I chose the former because filter chain is a separate process pipewire -c filter-chain.conf, launched only on recording. I also thought about creating nodes in main Pipewire process in deactivated state, and linking them to sources and sinks when I need the record, but that turned out to be a more complex solution. So, we go with a filter chain manifest which is a file describing the graph and its properties.

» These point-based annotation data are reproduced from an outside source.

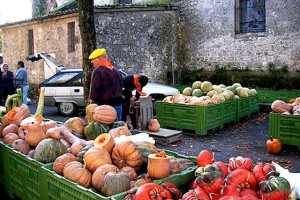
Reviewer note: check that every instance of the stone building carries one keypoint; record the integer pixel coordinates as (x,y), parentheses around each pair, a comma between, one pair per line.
(193,34)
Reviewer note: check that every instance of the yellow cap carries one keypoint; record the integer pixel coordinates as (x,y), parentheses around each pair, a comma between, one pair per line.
(97,53)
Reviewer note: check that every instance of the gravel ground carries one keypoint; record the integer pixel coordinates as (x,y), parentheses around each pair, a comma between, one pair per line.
(246,138)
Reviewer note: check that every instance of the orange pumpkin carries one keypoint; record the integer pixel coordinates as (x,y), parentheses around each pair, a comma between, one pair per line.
(158,165)
(117,132)
(22,133)
(89,110)
(273,145)
(10,138)
(131,173)
(104,114)
(95,157)
(76,148)
(76,172)
(105,140)
(98,175)
(153,125)
(279,106)
(126,154)
(12,128)
(61,161)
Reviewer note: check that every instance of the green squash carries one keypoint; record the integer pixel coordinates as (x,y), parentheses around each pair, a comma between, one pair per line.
(48,150)
(94,129)
(81,154)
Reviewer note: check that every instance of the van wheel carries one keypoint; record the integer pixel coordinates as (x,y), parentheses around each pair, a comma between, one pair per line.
(66,108)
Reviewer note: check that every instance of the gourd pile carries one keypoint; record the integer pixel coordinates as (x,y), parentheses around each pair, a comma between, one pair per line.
(240,179)
(290,108)
(205,93)
(96,152)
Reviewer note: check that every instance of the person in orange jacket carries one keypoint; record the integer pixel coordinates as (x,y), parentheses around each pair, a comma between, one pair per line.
(132,82)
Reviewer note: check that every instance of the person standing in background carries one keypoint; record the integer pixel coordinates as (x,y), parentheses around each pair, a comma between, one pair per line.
(21,81)
(106,82)
(8,86)
(132,82)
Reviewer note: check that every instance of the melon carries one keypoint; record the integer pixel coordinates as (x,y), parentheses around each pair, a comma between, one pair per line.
(206,86)
(197,85)
(187,91)
(211,93)
(197,93)
(226,95)
(235,85)
(230,88)
(218,89)
(48,150)
(222,86)
(247,90)
(240,91)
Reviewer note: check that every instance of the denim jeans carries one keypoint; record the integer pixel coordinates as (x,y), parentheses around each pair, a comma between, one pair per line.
(118,108)
(24,94)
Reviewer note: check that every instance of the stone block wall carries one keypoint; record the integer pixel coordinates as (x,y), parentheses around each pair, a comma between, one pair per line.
(138,40)
(209,38)
(50,35)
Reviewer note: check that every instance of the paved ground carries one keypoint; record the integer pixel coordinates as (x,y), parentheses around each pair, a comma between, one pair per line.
(246,138)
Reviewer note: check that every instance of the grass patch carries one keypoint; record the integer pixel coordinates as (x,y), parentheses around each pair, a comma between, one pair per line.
(266,95)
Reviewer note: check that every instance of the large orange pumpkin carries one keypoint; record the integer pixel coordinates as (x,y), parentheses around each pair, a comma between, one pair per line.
(95,157)
(10,138)
(89,110)
(105,140)
(61,161)
(104,114)
(76,172)
(98,175)
(12,128)
(117,132)
(126,154)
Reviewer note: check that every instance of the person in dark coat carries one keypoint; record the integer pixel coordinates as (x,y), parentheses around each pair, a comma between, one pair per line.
(106,82)
(8,86)
(132,82)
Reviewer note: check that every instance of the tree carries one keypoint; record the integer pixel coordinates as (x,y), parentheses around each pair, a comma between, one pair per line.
(88,40)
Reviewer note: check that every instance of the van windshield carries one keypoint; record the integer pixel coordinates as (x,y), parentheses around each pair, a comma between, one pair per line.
(62,78)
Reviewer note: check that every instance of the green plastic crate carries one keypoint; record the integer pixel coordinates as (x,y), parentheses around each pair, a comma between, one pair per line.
(190,117)
(182,180)
(24,176)
(229,111)
(59,188)
(286,128)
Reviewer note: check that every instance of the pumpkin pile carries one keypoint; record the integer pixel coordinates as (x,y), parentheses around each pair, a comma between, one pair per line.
(240,180)
(290,108)
(205,93)
(86,151)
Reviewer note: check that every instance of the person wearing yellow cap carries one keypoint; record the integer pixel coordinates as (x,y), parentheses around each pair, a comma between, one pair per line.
(106,82)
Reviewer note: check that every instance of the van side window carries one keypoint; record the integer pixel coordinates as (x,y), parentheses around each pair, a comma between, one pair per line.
(77,82)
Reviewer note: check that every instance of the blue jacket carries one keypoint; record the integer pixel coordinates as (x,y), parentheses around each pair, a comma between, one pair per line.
(21,77)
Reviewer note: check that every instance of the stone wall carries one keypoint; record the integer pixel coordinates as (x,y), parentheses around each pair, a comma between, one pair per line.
(208,32)
(138,40)
(50,35)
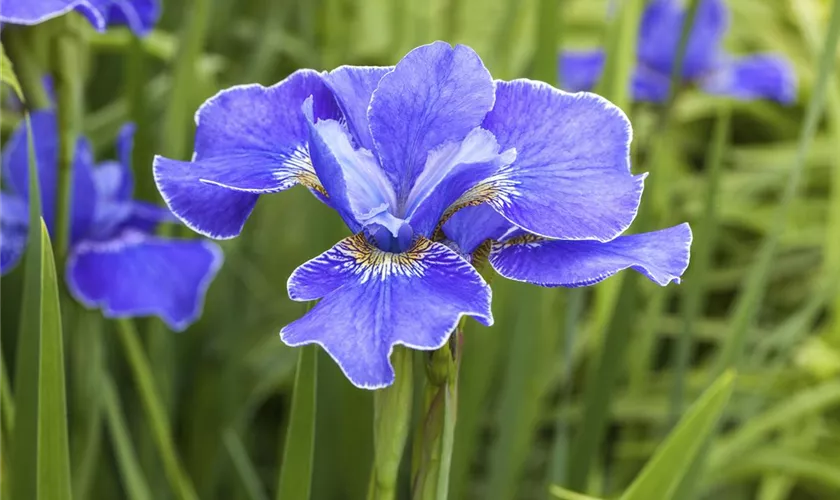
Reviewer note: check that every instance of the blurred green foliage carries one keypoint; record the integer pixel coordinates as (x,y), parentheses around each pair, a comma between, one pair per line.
(225,384)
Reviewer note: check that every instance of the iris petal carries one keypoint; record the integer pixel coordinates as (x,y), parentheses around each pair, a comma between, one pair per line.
(662,256)
(239,154)
(140,275)
(29,12)
(450,171)
(84,197)
(471,226)
(353,87)
(660,30)
(12,244)
(139,15)
(581,70)
(571,178)
(354,182)
(15,161)
(374,300)
(763,76)
(436,95)
(14,219)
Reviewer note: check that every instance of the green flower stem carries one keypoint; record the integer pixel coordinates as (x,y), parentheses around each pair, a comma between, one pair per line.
(68,85)
(391,418)
(436,430)
(155,413)
(26,68)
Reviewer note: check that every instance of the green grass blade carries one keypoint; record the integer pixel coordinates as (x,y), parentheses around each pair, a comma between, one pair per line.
(621,56)
(701,261)
(7,402)
(154,410)
(134,483)
(23,475)
(7,73)
(295,479)
(53,446)
(802,405)
(752,292)
(549,26)
(662,475)
(244,468)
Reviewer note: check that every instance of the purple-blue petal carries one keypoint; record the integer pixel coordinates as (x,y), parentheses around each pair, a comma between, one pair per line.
(353,87)
(355,184)
(571,178)
(146,217)
(208,209)
(84,196)
(14,210)
(14,219)
(580,70)
(435,95)
(250,140)
(762,76)
(31,12)
(471,226)
(374,300)
(450,171)
(15,161)
(662,256)
(139,15)
(12,244)
(140,275)
(660,30)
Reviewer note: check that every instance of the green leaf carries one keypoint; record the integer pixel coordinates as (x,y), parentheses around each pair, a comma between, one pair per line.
(53,447)
(663,473)
(296,468)
(154,411)
(133,480)
(7,73)
(40,453)
(244,467)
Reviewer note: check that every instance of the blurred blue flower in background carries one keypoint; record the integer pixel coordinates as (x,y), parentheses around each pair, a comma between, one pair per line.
(139,15)
(762,76)
(423,161)
(116,263)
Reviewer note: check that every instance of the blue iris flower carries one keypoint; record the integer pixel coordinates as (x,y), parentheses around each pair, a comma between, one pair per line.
(139,15)
(423,161)
(115,262)
(761,76)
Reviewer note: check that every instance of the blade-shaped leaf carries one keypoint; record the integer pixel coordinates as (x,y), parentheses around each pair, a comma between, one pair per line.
(663,473)
(7,73)
(296,469)
(53,447)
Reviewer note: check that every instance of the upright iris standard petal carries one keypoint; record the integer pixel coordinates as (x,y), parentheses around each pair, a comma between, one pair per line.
(571,178)
(250,140)
(139,15)
(30,12)
(662,256)
(436,94)
(84,197)
(138,275)
(374,300)
(358,189)
(450,171)
(763,76)
(353,87)
(581,70)
(15,161)
(660,30)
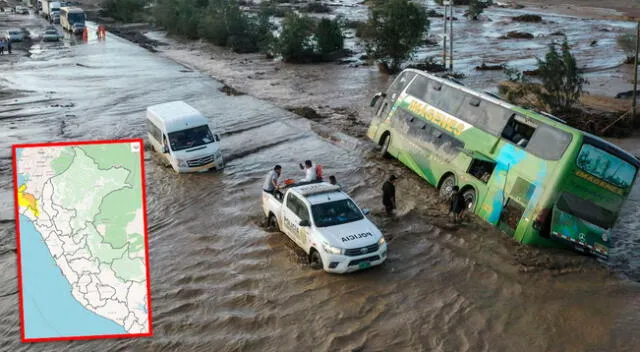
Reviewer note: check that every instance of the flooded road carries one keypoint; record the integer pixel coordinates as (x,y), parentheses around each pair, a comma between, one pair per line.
(221,282)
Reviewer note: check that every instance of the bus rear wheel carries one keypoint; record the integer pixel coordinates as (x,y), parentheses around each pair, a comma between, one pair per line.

Microphone recording graph

context.modules = [{
    name = libpipewire-module-filter-chain
    args = {
        node.latency = 128/48000
        node.description = "room-filter-chain"
        media.name = "room-filter-chain"
        filter.graph = {
            nodes = [
            {
                type = builtin,
                name = mixer
                label = mixer
                control = { "Gain 1" = 4.0 "Gain 2" = 4.0 }
            }
            {
                type = lv2
                name = room
                label = room
                plugin = "http://moddevices.com/plugins/caps/PlateX2"
                control = { "blend" = 0.25 }
            }]
            links = [
                {input = "room:inl" output = "mixer:Out"}
                {input = "room:inr" output = "mixer:Out"}
            ]
            inputs = [ "mixer:In 1" "mixer:In 2" ]
            outputs = ["room:outl" "room:outr"]
        }
        }
    }
}]

node.latency is a pair of buffer size and sampling rate. Rate is fixed -- we're piping to opusenc which expects 48kHz. Buffer size controls the delay and the latency of sound. Set the buffer too high, and your recorded voice will be delayed too much. Set it too low, and you will hear pops and cracks, and also your CPU usage will rise.

My audio card has a "balance" meter. That means I can hear sound recorded from microphone directly from the sound card (without processing) but the volume is too dry. On the other hand, I want to capture it dry on a recording so I can add some room later should I need it.

Note name = libpipewire-module-filter-chain, this is different in pipewire versions earlier than v1.4.

First node is a 4dB gain as it's more convenient than adjusting sound on a sound card. Nodes themselves are connected using linked array. My LV2 plugin is a stereo effect so we connect mixer's output to both inputs. If we didn't need a gain, we could omit inputs and outputs.

Second node is the reverb. LV2 plugins have a nice property -- all of their controls have meaningful names when serialized, so we can set one of them in control array. Pipewire takes info about plugins from system directories, in my case, /usr/local/lib/lv2.

When I was writing the graph file, I used qpwgraph for debugging inputs and outputs. In simple cases, though, Pipewire connects everything automatically.

Once I finished, I updated pipewire to 1.4 from 1.3, and everything stopped working. Turns out you need to add -a flag, not included in the manual, to record raw audio chunks.

Final performance

# ps auxf
0.0   2676  1524 /bin/sh /home/myrrc/.local/bin/vox-session
0.9  38348 12568  \_ pipewire -c filter-chain.conf
0.2  20528  8144  \_ pw-record -a --volume 1.18 --target 53 --channels 1 -
0.2   7992  3224  \_ opusenc --quiet --raw --raw-chan 1 - /home/myrrc/15.03.25-all.opus
0.3  20576  8064  \_ pw-record -a --volume 0.85 -P { stream.capture.sink=true } -
0.5   8460  3660  \_ opusenc --quiet --raw - /home/myrrc/15.03.25-mic.opus

We've won 88% CPU of one core and 200MB RAM!